Hazelcast releases IMDG 3.10 – introducing new data structures, flake ID generator and CRDT, as well as enhanced split-brain protection
Greg Luck of Hazelcast
Hazelcast, the open source in-memory data management company with tens of thousands of installed clusters and over 55 million server starts per month, announced that Hazelcast IMDG 3.10 is generally available as a production ready build.Major themes, which have been driven by open source community input, include the release of a conflict-free replicated data type (CRDT), a Flake ID Generator and several split-brain protection enhancements.
IMDG 3.10 is the first version of Hazelcast IMDG to include a CRDT implementation – CRDT PN-Counter (positive-negative counter). CRDT is a specially-designed data structure used to achieve strong eventual consistency. With this new data structure, updates are local on a Hazelcast member.
The CRDT PN-Counter allows counting (increment/decrement/query) operations and guarantees that, once all members are connected, the value on all counters is the same. Since operations are local, the CRDT PN-Counter provides consistent low latency and high throughput enabling applications to achieve high performance regardless of load (such as counting likes, page views or connected user count). Additional CRDT data structures will follow in future releases.
IMDG 3.10 also introduces the Hazelcast Flake ID Generator, a tool used to generate cluster-wide unique identifiers. In single-node systems, unique ID generation is a relatively straightforward process. However, problems can occur in distributed implementations, for example preserving uniqueness, eliminating contention, and maintaining safety during failures. The Hazelcast Flake ID Generator replaces the existing ID Generator. It generates IDs without coordination between Hazelcast members, meaning it can generate unique IDs even during split-brain and network partitioning failures.
In response to community feedback about split-brain protection and overall split-brain functionality, Hazelcast has introduced several new split-brain enhancements in its latest release. Previously only Map, ICache and ReplicatedMap supported merging after a network partition had occurred. In IMDG 3.10, split-brain merging policies are available for a host of new structures: ISet, IList, IQueue, Ringbuffer, MultiMap, IAtomicLong, IAtomicReference, IScheduledExecutorService and CardinalityEstimator.
In addition to providing out-of-the box policies and split-brain merging functionality for these new structures, split-brain merge configuration and SPI has been enhanced to ensure configuration and implementation is straightforward.
In IMDG 3.9 split-brain protection was available on IMap, ICache, IQueue and ILock. This has now been extended to other structures including ISet, IList, ISemaphore, ICountDownLatch, IReplicatedMap, IAtomicLong, IExecutorService, IDurableExecutorService, IScheduledExecutorServicem, IMultiMap, IRingBuffer, CardinalityEstimator (HyperLogLog), IAtomicReference and CRDT PN-Counter.
Generally, split-brain protection is more flexible in IMDG 3.10. Users can now apply different levels of severity to split-brain protection. Previously protection acted on information regarding the number of members currently observed. To improve this and provide better protection, split-brain protection now acts on additional information such as member heartbeats, membership changes, lost ICMP pings as well as successful pings following a lost ping. IMDG 3.10 includes numerous split-brain enhancements which provide better protection to structures during split-brain, consequently minimising inconsistent reads or writes.
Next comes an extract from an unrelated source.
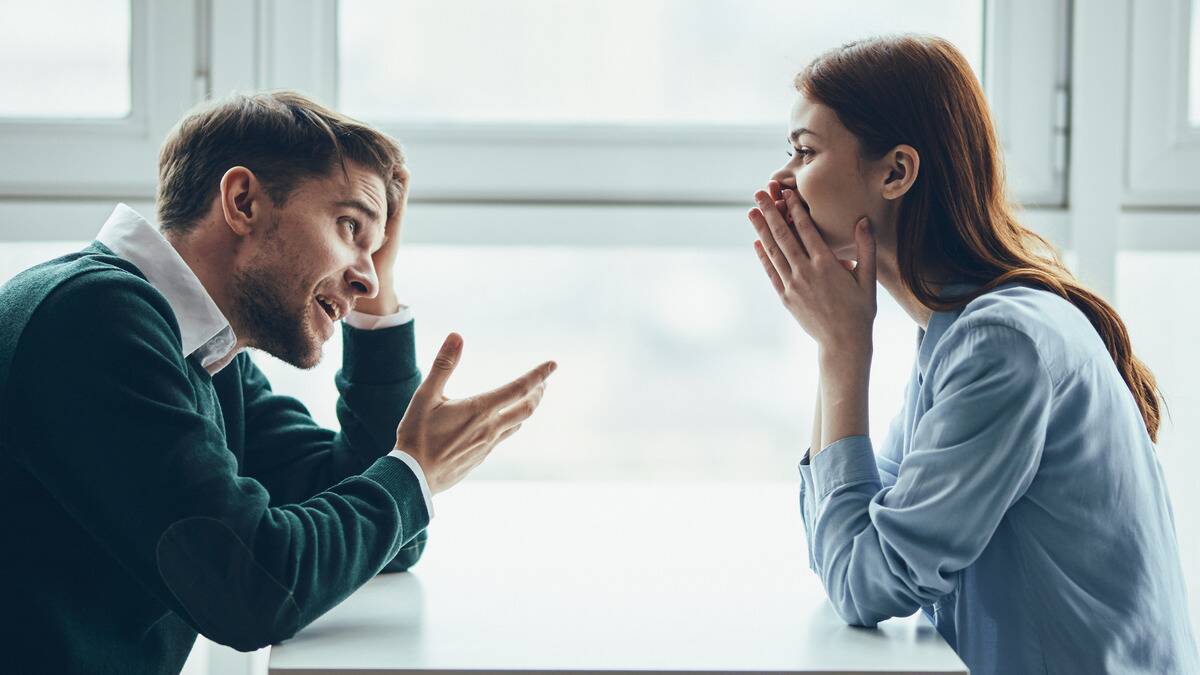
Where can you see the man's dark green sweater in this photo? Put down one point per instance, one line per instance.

For enterprise customers, IMDG 3.10 includes improved split-brain merging for HD structures and optimisations for merging large data sets, reducing the time HD structures take to merge after the cluster has reconciled. IMDG 3.10 also includes ICMP Failure Detector, a detector which works on ISO OSI Layer 3 and allows for the faster detection of dead members. Finally, IMDG 3.10 is the first IMDG on the market to be compliant with JCache 1.1.
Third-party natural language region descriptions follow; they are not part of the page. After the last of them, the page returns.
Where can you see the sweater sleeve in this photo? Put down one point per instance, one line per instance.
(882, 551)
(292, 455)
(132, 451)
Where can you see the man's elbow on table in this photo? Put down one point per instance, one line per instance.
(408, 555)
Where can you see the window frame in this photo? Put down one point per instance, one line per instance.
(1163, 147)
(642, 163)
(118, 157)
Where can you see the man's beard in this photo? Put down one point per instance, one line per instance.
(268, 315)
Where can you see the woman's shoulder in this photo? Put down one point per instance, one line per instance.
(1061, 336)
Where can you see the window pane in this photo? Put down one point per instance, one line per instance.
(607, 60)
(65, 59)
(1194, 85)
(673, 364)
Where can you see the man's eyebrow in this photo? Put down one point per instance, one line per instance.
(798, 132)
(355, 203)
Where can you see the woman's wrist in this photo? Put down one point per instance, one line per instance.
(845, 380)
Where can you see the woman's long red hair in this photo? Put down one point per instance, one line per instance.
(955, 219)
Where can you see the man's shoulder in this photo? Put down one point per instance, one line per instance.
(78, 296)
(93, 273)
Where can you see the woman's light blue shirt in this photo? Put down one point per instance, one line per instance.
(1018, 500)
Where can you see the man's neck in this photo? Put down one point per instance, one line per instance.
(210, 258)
Greg Luck, CEO of Hazelcast, said, “A major reason why we are adopted by open source projects and developers is because we listen to community feedback and act upon it. This new release is a testament to the strength of our community following and the quality advice we receive from it. This release brings the fastest split-brain detection, protection against mutation across almost all data structures during split brain and comprehensive healing across almost all data structures. To cap all that off, we have added some conflict-free data structures such as Flake IDs for ID generation, and CRDT Counters, as a conflict free alternative to AtomicLong.”